This code is based on Python 3.5.

I read files with chunks because the process is ressource demanding, especially the join operations. I use a PC with Windows 10 and 32 GB RAM, so the proposed chuck size is rather large.

A special attention is devoted to data format (for airport origin, airport destination and date) because a bad data format yields mismatch problems.


In [1]:
# Common parameters of the code
import pandas as pd 

# Important filenames
strSearchesFilename='searches.csv' 
strBookingsFilename='bookings.csv' 
strNewSearchesFilename='searcheswithbookings.csv' # output file

# To obtain a reasonable computation time, the chunk size should be large 
intChunksize=10000000 

# Columns for joining the bookings and the searches
# It is assumed that the data in searches.csv should match with the date in bookings
listColumnsSearchesInner=['Origin', 'Destination', 'Date']
listColumnsBookingInner=['dep_port', 'arr_port','cre_date           ']
listColBookingName='Booking' # new column in the searches file

The next cell defines two functions to format correctly the important columns reading from the csv files.
The problem of format causes mismatch inconsistencies when associating bookings and searches.

In [2]:
# the "strip" function removes the whitespace to avoid mismatch problem when joining the data
# The text format of 'dep_port' and 'arr_port' are not identical to 'Origin' and 'Destination'
def strip(text):
    try:
        return text.strip()
    except AttributeError:
        return text
    
# I read the file and declare NaT the dates uncorrectly formatted
# The correct format is '%Y-%m-%d'
parse = lambda x: pd.to_datetime(x, format='%Y-%m-%d', errors='coerce')

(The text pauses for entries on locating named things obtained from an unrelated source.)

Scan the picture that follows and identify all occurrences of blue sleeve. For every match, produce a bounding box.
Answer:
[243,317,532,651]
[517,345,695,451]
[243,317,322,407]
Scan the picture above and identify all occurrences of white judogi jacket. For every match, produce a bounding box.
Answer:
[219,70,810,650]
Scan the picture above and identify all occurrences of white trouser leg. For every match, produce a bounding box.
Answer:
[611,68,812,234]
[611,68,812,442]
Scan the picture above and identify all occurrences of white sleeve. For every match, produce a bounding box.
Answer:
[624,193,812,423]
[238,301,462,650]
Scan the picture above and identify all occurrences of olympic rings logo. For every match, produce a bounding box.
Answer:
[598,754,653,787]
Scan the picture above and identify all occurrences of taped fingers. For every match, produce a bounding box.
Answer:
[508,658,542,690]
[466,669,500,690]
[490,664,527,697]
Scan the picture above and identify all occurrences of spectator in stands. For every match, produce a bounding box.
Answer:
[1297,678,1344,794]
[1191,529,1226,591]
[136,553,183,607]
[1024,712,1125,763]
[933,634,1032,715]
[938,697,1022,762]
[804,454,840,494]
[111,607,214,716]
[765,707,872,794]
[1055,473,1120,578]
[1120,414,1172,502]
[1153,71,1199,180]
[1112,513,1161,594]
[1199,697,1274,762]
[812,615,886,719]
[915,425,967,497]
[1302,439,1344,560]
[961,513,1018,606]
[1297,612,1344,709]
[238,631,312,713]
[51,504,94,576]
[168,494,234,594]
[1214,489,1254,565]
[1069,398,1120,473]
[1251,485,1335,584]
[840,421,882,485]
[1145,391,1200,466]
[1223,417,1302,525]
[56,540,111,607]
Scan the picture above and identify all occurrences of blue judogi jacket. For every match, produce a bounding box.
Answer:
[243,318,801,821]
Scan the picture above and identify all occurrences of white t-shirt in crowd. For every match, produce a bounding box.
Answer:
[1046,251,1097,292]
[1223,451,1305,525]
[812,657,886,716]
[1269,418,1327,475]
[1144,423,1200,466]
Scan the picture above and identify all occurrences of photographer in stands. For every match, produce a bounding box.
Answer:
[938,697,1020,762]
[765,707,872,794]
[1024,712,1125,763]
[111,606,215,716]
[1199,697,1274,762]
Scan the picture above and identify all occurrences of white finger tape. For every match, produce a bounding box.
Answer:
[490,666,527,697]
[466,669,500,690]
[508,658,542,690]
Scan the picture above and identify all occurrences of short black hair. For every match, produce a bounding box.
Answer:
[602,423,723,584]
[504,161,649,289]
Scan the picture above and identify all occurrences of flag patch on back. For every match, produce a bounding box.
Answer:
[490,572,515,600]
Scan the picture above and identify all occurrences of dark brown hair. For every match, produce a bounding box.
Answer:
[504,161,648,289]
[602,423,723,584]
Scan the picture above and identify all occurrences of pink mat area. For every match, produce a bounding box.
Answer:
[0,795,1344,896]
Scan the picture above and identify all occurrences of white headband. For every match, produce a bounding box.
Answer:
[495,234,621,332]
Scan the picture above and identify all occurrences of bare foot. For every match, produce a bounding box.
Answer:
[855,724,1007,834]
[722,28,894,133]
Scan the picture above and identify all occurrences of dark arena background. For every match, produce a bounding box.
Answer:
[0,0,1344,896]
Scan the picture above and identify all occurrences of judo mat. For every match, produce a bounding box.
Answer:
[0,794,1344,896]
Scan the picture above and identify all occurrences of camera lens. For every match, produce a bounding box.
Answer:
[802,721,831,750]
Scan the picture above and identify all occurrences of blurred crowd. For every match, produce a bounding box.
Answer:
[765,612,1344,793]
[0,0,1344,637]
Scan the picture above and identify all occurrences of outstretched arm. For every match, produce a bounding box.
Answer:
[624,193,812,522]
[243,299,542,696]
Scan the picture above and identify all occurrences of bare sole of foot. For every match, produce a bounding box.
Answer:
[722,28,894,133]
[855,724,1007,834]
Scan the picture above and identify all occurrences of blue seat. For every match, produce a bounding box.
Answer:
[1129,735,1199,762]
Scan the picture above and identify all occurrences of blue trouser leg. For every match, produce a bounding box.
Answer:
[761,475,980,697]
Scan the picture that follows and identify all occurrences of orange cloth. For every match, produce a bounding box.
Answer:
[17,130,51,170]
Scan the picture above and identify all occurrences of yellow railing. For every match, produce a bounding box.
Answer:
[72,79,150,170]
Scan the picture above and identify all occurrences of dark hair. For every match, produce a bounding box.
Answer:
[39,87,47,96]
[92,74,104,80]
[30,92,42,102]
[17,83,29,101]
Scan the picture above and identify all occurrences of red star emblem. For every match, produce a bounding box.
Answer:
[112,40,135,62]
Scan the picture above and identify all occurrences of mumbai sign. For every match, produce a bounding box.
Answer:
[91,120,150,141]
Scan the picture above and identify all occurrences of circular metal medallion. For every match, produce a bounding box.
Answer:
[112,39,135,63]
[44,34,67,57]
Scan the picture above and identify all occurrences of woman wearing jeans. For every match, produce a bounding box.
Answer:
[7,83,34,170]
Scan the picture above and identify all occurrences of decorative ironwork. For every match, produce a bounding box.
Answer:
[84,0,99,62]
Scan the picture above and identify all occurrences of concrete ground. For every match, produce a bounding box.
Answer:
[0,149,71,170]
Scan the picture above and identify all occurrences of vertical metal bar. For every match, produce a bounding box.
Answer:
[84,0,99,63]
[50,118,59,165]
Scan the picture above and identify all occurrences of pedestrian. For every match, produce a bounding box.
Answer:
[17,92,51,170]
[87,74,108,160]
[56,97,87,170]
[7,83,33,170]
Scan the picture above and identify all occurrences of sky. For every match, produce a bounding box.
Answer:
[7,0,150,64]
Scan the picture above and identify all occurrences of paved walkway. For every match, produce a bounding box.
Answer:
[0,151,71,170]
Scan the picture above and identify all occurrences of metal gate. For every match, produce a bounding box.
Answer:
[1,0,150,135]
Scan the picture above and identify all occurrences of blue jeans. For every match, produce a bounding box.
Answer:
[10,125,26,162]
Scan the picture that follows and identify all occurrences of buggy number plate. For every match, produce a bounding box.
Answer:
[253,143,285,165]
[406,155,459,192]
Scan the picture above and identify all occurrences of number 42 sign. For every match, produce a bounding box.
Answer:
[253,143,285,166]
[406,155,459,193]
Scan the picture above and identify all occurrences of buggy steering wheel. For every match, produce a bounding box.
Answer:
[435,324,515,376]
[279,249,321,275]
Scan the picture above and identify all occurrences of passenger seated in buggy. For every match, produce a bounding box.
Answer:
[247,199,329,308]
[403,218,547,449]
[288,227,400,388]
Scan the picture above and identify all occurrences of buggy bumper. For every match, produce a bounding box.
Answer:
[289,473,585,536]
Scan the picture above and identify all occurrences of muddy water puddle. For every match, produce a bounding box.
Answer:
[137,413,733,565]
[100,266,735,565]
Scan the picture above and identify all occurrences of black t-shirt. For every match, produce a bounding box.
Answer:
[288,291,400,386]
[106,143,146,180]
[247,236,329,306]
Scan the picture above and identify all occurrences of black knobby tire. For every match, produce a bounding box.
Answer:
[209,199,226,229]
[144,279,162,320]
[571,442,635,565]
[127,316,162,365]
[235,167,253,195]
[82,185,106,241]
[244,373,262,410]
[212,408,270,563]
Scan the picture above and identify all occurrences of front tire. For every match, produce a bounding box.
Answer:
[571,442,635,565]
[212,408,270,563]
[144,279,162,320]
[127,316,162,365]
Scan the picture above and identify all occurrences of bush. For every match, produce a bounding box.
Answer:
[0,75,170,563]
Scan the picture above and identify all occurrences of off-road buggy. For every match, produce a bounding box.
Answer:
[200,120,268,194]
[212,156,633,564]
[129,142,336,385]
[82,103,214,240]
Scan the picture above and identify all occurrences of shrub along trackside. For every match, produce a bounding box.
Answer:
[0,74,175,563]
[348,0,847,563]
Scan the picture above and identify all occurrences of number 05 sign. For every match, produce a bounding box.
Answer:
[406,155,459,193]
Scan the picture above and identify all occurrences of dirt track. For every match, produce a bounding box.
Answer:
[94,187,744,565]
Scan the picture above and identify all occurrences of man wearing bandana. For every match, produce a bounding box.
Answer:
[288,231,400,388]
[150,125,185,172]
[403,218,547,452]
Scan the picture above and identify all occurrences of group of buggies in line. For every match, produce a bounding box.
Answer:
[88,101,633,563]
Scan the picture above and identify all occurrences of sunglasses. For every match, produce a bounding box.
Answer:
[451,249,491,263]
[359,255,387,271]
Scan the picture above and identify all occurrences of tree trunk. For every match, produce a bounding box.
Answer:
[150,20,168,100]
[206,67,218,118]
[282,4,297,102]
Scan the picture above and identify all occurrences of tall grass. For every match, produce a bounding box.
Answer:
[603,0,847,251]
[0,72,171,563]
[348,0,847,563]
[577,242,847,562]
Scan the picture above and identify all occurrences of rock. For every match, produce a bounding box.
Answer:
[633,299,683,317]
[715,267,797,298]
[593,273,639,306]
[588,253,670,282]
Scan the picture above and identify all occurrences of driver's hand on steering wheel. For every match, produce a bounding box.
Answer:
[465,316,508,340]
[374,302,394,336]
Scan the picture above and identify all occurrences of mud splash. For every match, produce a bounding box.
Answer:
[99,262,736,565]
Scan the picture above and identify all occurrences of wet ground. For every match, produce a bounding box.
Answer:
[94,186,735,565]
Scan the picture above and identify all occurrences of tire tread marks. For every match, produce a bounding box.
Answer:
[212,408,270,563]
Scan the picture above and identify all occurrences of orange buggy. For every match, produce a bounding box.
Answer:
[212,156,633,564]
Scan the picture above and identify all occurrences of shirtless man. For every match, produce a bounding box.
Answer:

I read the file and declare NaT the dates uncorrectly formatted.

The correct format is '%Y-%m-%d'

In [3]:
# retrieve the columns of "searches.csv"  (0 line is read)
dfSearchCol = pd.read_csv(strSearchesFilename,sep='^',nrows=0)
listColumnsSearches=list(dfSearchCol.columns.values)  
listAllColumns=listColumnsSearches+listColumnsBookingInner

dfSearchCol[listColBookingName]=0 # Add the new column 'booking'
usedColumns=listColumnsSearches+listColumnsBookingInner
# Create an empty CSV file only with the column names
dfSearchCol.to_csv(strNewSearchesFilename,sep='^',mode='w',index=False,header=True)  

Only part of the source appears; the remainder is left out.